Borneo, located north of Australia, is the third largest island in the world.  It is made up of three countries--Brunei and Malaysia in the north, and Indonesia in the south.  While still back in the US we read all we could about sun bears and knew they lived on the island.  So we bought plane tickets and flew into the capital city of Brunei, located in the north central part of the huge island.  It did not take us long after landing to realize we had chosen the wrong country to explore so we hopped on another plane and headed east into the Malaysian state of Sabah.  In Sabah's poetic sounding capital of Kota Kinabalu we sought out park service personnel and were advised to visit Sepilok Orangutan Sanctuary. Sun Bears and orangutans share the same jungle habitat.

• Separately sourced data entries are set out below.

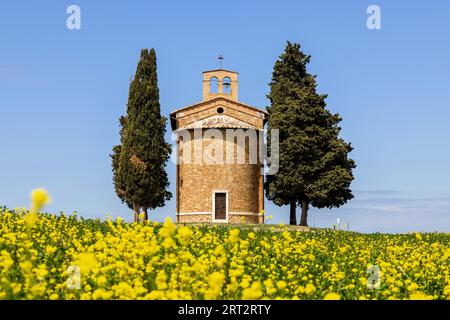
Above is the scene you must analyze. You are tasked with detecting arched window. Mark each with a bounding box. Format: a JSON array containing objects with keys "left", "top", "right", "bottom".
[
  {"left": 222, "top": 77, "right": 231, "bottom": 94},
  {"left": 209, "top": 77, "right": 219, "bottom": 93}
]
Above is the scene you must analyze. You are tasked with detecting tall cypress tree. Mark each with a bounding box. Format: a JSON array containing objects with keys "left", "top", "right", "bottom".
[
  {"left": 111, "top": 49, "right": 172, "bottom": 221},
  {"left": 265, "top": 42, "right": 355, "bottom": 226}
]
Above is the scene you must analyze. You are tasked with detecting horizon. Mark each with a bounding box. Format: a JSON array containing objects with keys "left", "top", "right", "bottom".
[{"left": 0, "top": 1, "right": 450, "bottom": 233}]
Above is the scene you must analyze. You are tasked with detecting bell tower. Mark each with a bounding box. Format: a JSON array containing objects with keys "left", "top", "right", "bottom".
[{"left": 203, "top": 69, "right": 239, "bottom": 101}]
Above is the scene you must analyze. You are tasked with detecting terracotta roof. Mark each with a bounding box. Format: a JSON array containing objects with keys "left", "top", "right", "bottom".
[
  {"left": 180, "top": 115, "right": 257, "bottom": 129},
  {"left": 170, "top": 96, "right": 269, "bottom": 115},
  {"left": 202, "top": 69, "right": 239, "bottom": 74}
]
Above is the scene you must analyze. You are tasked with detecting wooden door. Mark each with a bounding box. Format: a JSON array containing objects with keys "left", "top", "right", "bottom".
[{"left": 214, "top": 192, "right": 227, "bottom": 220}]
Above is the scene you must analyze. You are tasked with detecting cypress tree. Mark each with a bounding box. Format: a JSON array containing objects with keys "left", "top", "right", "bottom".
[
  {"left": 111, "top": 49, "right": 172, "bottom": 221},
  {"left": 265, "top": 42, "right": 355, "bottom": 226}
]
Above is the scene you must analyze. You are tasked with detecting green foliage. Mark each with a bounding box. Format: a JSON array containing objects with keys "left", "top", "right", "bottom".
[
  {"left": 265, "top": 42, "right": 355, "bottom": 225},
  {"left": 111, "top": 49, "right": 172, "bottom": 216}
]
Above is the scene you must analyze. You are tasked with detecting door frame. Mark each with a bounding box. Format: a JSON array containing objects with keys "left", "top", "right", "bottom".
[{"left": 211, "top": 190, "right": 228, "bottom": 223}]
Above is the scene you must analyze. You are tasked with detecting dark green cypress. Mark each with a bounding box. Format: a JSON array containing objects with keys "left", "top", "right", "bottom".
[
  {"left": 265, "top": 42, "right": 356, "bottom": 226},
  {"left": 111, "top": 49, "right": 172, "bottom": 221}
]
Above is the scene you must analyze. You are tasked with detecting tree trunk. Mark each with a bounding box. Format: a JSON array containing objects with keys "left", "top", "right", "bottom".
[
  {"left": 289, "top": 200, "right": 297, "bottom": 226},
  {"left": 300, "top": 200, "right": 309, "bottom": 227},
  {"left": 133, "top": 205, "right": 139, "bottom": 222},
  {"left": 144, "top": 208, "right": 148, "bottom": 221}
]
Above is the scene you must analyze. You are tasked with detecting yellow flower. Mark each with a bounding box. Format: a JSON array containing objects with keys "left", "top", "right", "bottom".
[
  {"left": 242, "top": 281, "right": 263, "bottom": 300},
  {"left": 74, "top": 253, "right": 98, "bottom": 275},
  {"left": 323, "top": 292, "right": 341, "bottom": 300},
  {"left": 409, "top": 291, "right": 433, "bottom": 300},
  {"left": 31, "top": 188, "right": 52, "bottom": 212},
  {"left": 229, "top": 229, "right": 240, "bottom": 243},
  {"left": 277, "top": 280, "right": 287, "bottom": 291},
  {"left": 305, "top": 283, "right": 316, "bottom": 295},
  {"left": 23, "top": 212, "right": 39, "bottom": 227}
]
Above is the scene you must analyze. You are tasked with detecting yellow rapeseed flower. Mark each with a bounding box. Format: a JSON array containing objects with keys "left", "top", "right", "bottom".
[{"left": 323, "top": 292, "right": 341, "bottom": 300}]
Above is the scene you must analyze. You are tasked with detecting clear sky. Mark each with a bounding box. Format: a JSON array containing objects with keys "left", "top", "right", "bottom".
[{"left": 0, "top": 0, "right": 450, "bottom": 232}]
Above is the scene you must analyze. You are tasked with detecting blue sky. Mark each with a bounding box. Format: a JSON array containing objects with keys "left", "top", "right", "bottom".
[{"left": 0, "top": 0, "right": 450, "bottom": 232}]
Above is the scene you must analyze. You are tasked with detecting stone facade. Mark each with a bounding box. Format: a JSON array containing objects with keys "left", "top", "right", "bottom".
[{"left": 171, "top": 70, "right": 267, "bottom": 223}]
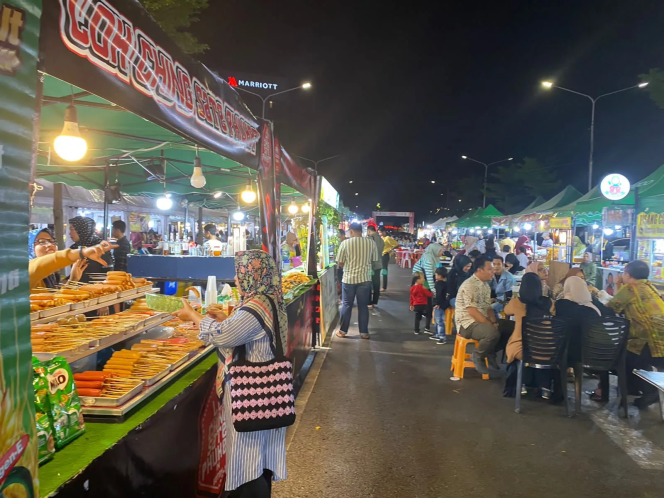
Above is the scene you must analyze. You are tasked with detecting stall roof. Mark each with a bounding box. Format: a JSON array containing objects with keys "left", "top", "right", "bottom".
[
  {"left": 37, "top": 75, "right": 299, "bottom": 202},
  {"left": 520, "top": 185, "right": 581, "bottom": 215},
  {"left": 457, "top": 204, "right": 502, "bottom": 228}
]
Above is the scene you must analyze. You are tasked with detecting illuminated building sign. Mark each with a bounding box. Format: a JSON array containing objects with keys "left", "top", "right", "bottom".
[{"left": 228, "top": 76, "right": 279, "bottom": 90}]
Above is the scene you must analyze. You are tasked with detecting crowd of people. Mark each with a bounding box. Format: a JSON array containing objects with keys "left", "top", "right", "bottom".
[{"left": 411, "top": 231, "right": 664, "bottom": 408}]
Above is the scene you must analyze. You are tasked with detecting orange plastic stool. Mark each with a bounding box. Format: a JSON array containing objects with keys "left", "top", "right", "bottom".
[
  {"left": 445, "top": 306, "right": 454, "bottom": 335},
  {"left": 450, "top": 334, "right": 489, "bottom": 380}
]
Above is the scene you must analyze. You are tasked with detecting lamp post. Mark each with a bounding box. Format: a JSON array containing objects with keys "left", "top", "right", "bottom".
[
  {"left": 461, "top": 156, "right": 514, "bottom": 208},
  {"left": 542, "top": 81, "right": 648, "bottom": 192},
  {"left": 233, "top": 83, "right": 311, "bottom": 119},
  {"left": 295, "top": 154, "right": 340, "bottom": 174}
]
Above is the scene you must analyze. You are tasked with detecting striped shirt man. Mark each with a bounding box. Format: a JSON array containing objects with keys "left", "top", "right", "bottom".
[{"left": 337, "top": 236, "right": 378, "bottom": 284}]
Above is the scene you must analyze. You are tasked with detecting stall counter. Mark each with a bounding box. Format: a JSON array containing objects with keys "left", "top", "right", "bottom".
[
  {"left": 127, "top": 254, "right": 235, "bottom": 282},
  {"left": 39, "top": 354, "right": 217, "bottom": 496}
]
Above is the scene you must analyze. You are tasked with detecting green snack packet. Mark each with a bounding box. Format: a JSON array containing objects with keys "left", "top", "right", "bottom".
[
  {"left": 46, "top": 356, "right": 85, "bottom": 449},
  {"left": 32, "top": 356, "right": 55, "bottom": 465}
]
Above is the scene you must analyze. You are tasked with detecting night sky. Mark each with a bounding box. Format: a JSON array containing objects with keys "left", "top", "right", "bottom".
[{"left": 193, "top": 0, "right": 664, "bottom": 221}]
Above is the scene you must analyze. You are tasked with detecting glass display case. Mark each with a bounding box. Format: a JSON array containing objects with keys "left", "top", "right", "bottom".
[{"left": 637, "top": 239, "right": 664, "bottom": 284}]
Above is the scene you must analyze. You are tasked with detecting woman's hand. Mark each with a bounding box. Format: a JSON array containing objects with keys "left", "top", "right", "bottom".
[
  {"left": 171, "top": 298, "right": 203, "bottom": 325},
  {"left": 69, "top": 259, "right": 89, "bottom": 282},
  {"left": 81, "top": 240, "right": 119, "bottom": 266},
  {"left": 205, "top": 309, "right": 228, "bottom": 322}
]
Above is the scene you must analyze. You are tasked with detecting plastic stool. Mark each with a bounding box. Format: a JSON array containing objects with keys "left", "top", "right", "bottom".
[
  {"left": 445, "top": 306, "right": 454, "bottom": 335},
  {"left": 450, "top": 334, "right": 489, "bottom": 380}
]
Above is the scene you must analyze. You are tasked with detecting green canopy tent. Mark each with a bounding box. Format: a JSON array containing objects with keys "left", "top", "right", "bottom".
[
  {"left": 519, "top": 185, "right": 581, "bottom": 216},
  {"left": 457, "top": 204, "right": 502, "bottom": 228},
  {"left": 452, "top": 208, "right": 482, "bottom": 227}
]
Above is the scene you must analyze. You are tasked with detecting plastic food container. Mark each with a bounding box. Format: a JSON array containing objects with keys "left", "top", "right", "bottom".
[{"left": 145, "top": 294, "right": 183, "bottom": 313}]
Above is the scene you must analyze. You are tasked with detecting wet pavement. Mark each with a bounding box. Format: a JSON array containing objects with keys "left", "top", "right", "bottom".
[{"left": 273, "top": 266, "right": 664, "bottom": 498}]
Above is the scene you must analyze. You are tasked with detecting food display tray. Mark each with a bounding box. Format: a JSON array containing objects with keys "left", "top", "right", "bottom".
[
  {"left": 143, "top": 367, "right": 171, "bottom": 387},
  {"left": 97, "top": 292, "right": 118, "bottom": 304},
  {"left": 39, "top": 304, "right": 71, "bottom": 318},
  {"left": 81, "top": 346, "right": 214, "bottom": 421},
  {"left": 33, "top": 313, "right": 172, "bottom": 364},
  {"left": 80, "top": 382, "right": 145, "bottom": 407}
]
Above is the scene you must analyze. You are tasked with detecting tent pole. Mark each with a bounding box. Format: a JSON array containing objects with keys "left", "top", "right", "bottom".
[
  {"left": 101, "top": 162, "right": 111, "bottom": 240},
  {"left": 196, "top": 206, "right": 203, "bottom": 246},
  {"left": 53, "top": 183, "right": 65, "bottom": 251}
]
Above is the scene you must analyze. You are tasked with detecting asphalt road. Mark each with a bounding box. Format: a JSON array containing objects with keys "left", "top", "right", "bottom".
[{"left": 274, "top": 266, "right": 664, "bottom": 498}]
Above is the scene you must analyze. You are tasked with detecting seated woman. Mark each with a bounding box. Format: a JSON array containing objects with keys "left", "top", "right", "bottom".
[
  {"left": 526, "top": 261, "right": 551, "bottom": 297},
  {"left": 505, "top": 253, "right": 523, "bottom": 275},
  {"left": 556, "top": 276, "right": 610, "bottom": 366},
  {"left": 551, "top": 268, "right": 601, "bottom": 300},
  {"left": 505, "top": 273, "right": 556, "bottom": 399},
  {"left": 579, "top": 252, "right": 597, "bottom": 287},
  {"left": 28, "top": 228, "right": 118, "bottom": 289},
  {"left": 608, "top": 261, "right": 664, "bottom": 408}
]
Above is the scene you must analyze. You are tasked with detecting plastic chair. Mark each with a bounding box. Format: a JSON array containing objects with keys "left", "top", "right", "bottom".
[
  {"left": 445, "top": 306, "right": 454, "bottom": 335},
  {"left": 450, "top": 334, "right": 489, "bottom": 380},
  {"left": 574, "top": 316, "right": 629, "bottom": 418},
  {"left": 515, "top": 317, "right": 570, "bottom": 416}
]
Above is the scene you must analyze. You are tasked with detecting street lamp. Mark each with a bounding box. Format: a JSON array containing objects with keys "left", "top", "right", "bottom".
[
  {"left": 233, "top": 82, "right": 311, "bottom": 119},
  {"left": 461, "top": 156, "right": 514, "bottom": 208},
  {"left": 295, "top": 154, "right": 340, "bottom": 175},
  {"left": 542, "top": 81, "right": 648, "bottom": 192}
]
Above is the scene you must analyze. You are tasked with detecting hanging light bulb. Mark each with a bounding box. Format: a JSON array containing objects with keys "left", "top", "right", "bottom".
[
  {"left": 189, "top": 146, "right": 207, "bottom": 188},
  {"left": 53, "top": 104, "right": 88, "bottom": 162},
  {"left": 231, "top": 204, "right": 244, "bottom": 221},
  {"left": 240, "top": 180, "right": 256, "bottom": 204},
  {"left": 288, "top": 199, "right": 298, "bottom": 214},
  {"left": 157, "top": 195, "right": 173, "bottom": 211}
]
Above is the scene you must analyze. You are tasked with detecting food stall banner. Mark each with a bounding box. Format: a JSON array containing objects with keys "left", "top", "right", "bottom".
[
  {"left": 258, "top": 121, "right": 281, "bottom": 265},
  {"left": 129, "top": 213, "right": 150, "bottom": 232},
  {"left": 0, "top": 0, "right": 41, "bottom": 496},
  {"left": 636, "top": 213, "right": 664, "bottom": 239},
  {"left": 320, "top": 177, "right": 339, "bottom": 209},
  {"left": 549, "top": 218, "right": 572, "bottom": 230},
  {"left": 40, "top": 0, "right": 260, "bottom": 169},
  {"left": 275, "top": 144, "right": 314, "bottom": 198},
  {"left": 602, "top": 206, "right": 634, "bottom": 228}
]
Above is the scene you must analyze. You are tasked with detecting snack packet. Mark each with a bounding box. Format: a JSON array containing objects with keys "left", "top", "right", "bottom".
[
  {"left": 32, "top": 356, "right": 55, "bottom": 465},
  {"left": 46, "top": 356, "right": 85, "bottom": 449}
]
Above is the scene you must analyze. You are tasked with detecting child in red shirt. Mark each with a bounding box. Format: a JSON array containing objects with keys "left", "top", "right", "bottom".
[{"left": 410, "top": 272, "right": 433, "bottom": 335}]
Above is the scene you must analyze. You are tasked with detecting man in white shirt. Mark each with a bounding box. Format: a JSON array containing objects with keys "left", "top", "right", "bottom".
[
  {"left": 516, "top": 246, "right": 528, "bottom": 268},
  {"left": 203, "top": 223, "right": 223, "bottom": 252},
  {"left": 337, "top": 223, "right": 378, "bottom": 339},
  {"left": 540, "top": 233, "right": 553, "bottom": 247},
  {"left": 455, "top": 256, "right": 500, "bottom": 374}
]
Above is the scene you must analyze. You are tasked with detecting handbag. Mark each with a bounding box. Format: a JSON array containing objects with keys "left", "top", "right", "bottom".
[{"left": 228, "top": 298, "right": 295, "bottom": 432}]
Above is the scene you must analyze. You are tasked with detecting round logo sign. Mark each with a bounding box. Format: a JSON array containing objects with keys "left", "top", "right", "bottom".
[{"left": 599, "top": 173, "right": 630, "bottom": 201}]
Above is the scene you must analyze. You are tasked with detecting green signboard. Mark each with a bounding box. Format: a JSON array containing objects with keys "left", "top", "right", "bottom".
[{"left": 0, "top": 0, "right": 42, "bottom": 498}]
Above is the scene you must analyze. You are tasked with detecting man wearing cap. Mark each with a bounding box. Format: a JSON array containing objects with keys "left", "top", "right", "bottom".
[{"left": 337, "top": 223, "right": 378, "bottom": 339}]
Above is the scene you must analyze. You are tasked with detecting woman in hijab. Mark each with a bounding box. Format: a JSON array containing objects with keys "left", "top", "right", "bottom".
[
  {"left": 505, "top": 272, "right": 556, "bottom": 399},
  {"left": 28, "top": 228, "right": 117, "bottom": 289},
  {"left": 69, "top": 216, "right": 113, "bottom": 283},
  {"left": 174, "top": 250, "right": 288, "bottom": 498},
  {"left": 447, "top": 254, "right": 473, "bottom": 306},
  {"left": 556, "top": 276, "right": 602, "bottom": 365},
  {"left": 505, "top": 272, "right": 555, "bottom": 363},
  {"left": 551, "top": 268, "right": 599, "bottom": 300},
  {"left": 505, "top": 253, "right": 523, "bottom": 275},
  {"left": 514, "top": 235, "right": 533, "bottom": 255},
  {"left": 413, "top": 244, "right": 443, "bottom": 333},
  {"left": 526, "top": 261, "right": 551, "bottom": 297}
]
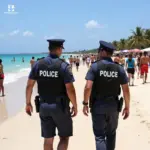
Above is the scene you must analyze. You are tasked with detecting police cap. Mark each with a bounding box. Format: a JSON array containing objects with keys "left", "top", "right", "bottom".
[
  {"left": 99, "top": 41, "right": 116, "bottom": 52},
  {"left": 47, "top": 39, "right": 65, "bottom": 50}
]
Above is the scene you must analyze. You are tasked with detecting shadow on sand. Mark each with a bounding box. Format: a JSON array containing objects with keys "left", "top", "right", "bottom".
[{"left": 0, "top": 97, "right": 8, "bottom": 124}]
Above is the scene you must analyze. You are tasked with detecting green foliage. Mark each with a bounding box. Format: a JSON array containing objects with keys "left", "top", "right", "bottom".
[{"left": 64, "top": 27, "right": 150, "bottom": 54}]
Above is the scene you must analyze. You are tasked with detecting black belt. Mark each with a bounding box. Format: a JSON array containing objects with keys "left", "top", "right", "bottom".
[
  {"left": 40, "top": 96, "right": 65, "bottom": 104},
  {"left": 95, "top": 95, "right": 118, "bottom": 100}
]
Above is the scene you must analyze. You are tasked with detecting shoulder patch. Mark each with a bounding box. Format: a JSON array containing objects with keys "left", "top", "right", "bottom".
[{"left": 68, "top": 65, "right": 73, "bottom": 75}]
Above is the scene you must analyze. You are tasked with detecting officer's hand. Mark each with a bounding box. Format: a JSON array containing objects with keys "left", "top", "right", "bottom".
[
  {"left": 122, "top": 108, "right": 129, "bottom": 120},
  {"left": 26, "top": 104, "right": 33, "bottom": 116},
  {"left": 71, "top": 107, "right": 78, "bottom": 117},
  {"left": 83, "top": 106, "right": 89, "bottom": 116}
]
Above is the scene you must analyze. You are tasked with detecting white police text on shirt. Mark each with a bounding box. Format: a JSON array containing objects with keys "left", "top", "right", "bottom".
[
  {"left": 100, "top": 70, "right": 118, "bottom": 78},
  {"left": 39, "top": 70, "right": 58, "bottom": 78}
]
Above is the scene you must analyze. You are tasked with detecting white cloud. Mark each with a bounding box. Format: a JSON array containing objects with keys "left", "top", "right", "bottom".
[
  {"left": 23, "top": 31, "right": 33, "bottom": 36},
  {"left": 44, "top": 36, "right": 55, "bottom": 40},
  {"left": 0, "top": 34, "right": 4, "bottom": 38},
  {"left": 9, "top": 30, "right": 20, "bottom": 36},
  {"left": 85, "top": 20, "right": 104, "bottom": 29}
]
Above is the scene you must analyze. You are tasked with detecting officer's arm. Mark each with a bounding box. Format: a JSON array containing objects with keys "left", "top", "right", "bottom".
[
  {"left": 65, "top": 83, "right": 77, "bottom": 108},
  {"left": 64, "top": 66, "right": 77, "bottom": 108},
  {"left": 84, "top": 63, "right": 97, "bottom": 103},
  {"left": 26, "top": 63, "right": 37, "bottom": 105},
  {"left": 120, "top": 68, "right": 130, "bottom": 109},
  {"left": 26, "top": 79, "right": 36, "bottom": 105}
]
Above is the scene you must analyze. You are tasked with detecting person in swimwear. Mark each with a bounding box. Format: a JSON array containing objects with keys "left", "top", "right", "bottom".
[
  {"left": 114, "top": 57, "right": 120, "bottom": 64},
  {"left": 120, "top": 55, "right": 125, "bottom": 68},
  {"left": 76, "top": 56, "right": 80, "bottom": 71},
  {"left": 0, "top": 59, "right": 5, "bottom": 96},
  {"left": 126, "top": 54, "right": 136, "bottom": 86},
  {"left": 69, "top": 55, "right": 74, "bottom": 68},
  {"left": 140, "top": 52, "right": 150, "bottom": 84},
  {"left": 73, "top": 56, "right": 76, "bottom": 64},
  {"left": 62, "top": 56, "right": 66, "bottom": 61},
  {"left": 30, "top": 57, "right": 35, "bottom": 68},
  {"left": 91, "top": 54, "right": 95, "bottom": 64},
  {"left": 137, "top": 53, "right": 142, "bottom": 79},
  {"left": 86, "top": 56, "right": 91, "bottom": 68},
  {"left": 22, "top": 57, "right": 24, "bottom": 63}
]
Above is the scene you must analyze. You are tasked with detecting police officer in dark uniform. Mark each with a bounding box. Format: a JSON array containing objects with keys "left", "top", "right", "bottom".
[
  {"left": 26, "top": 39, "right": 77, "bottom": 150},
  {"left": 83, "top": 41, "right": 130, "bottom": 150}
]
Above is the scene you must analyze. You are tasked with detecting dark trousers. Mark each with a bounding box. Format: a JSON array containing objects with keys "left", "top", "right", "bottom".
[{"left": 92, "top": 111, "right": 119, "bottom": 150}]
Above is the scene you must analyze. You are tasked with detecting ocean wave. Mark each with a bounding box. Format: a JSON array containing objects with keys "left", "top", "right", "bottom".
[
  {"left": 16, "top": 65, "right": 20, "bottom": 67},
  {"left": 4, "top": 68, "right": 30, "bottom": 84}
]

The sanctuary, encompassing old growth Dipterocarp forest, was established to protect a wild population of orangutans and to rehabilitate those that had been confiscated from poachers. Terry and I were given permission to camp on the edge of the sanctuary.  After setting up my tent I took out a spray can of water repellent and sprayed the tent's rain fly.  When I tossed the can on to the ground an orangutan appeared out of the forest and came over and picked it up.  She proceeded to go through the motions of spraying the tent in obvious imitation of what I had just done. Then she easily crushed the metal can in her hand before slowly disappearing back into the darkness of the trees.
Early the next morning I headed into the jungle alone.  After about thirty minutes of walking something silently grabbed my left hand.  I turned and jumped at the same time.  It was an adult orangutan. I yanked my arm to try to get free but this only caused her to tighten her grip. The harder I pulled the tighter her grip became. She seemed calm--certainly calmer than I was at that moment--and she was determined to lead me down a trail through the jungle. I had no choice but to go along.  My heart was racing.  After about fifty yards of strolling together I could feel her grip loosen and I yanked free. I ran back in the same direction we had just come from and stopped when I thought I was a safe distance. Orangutans move very slowly on the ground and I knew there was no chance of her overtaking me again. We stood and looked at each other for a few minutes before she continued on her way and out of sight.  I made it back camp in a rather stunned state of mind.

Later that same afternoon I was able to photograph a Pied Hornbill, and a group of Pig-tailed Macaques finally presented me with the best photographic opportunity of the day, the image at the beginning of this blog.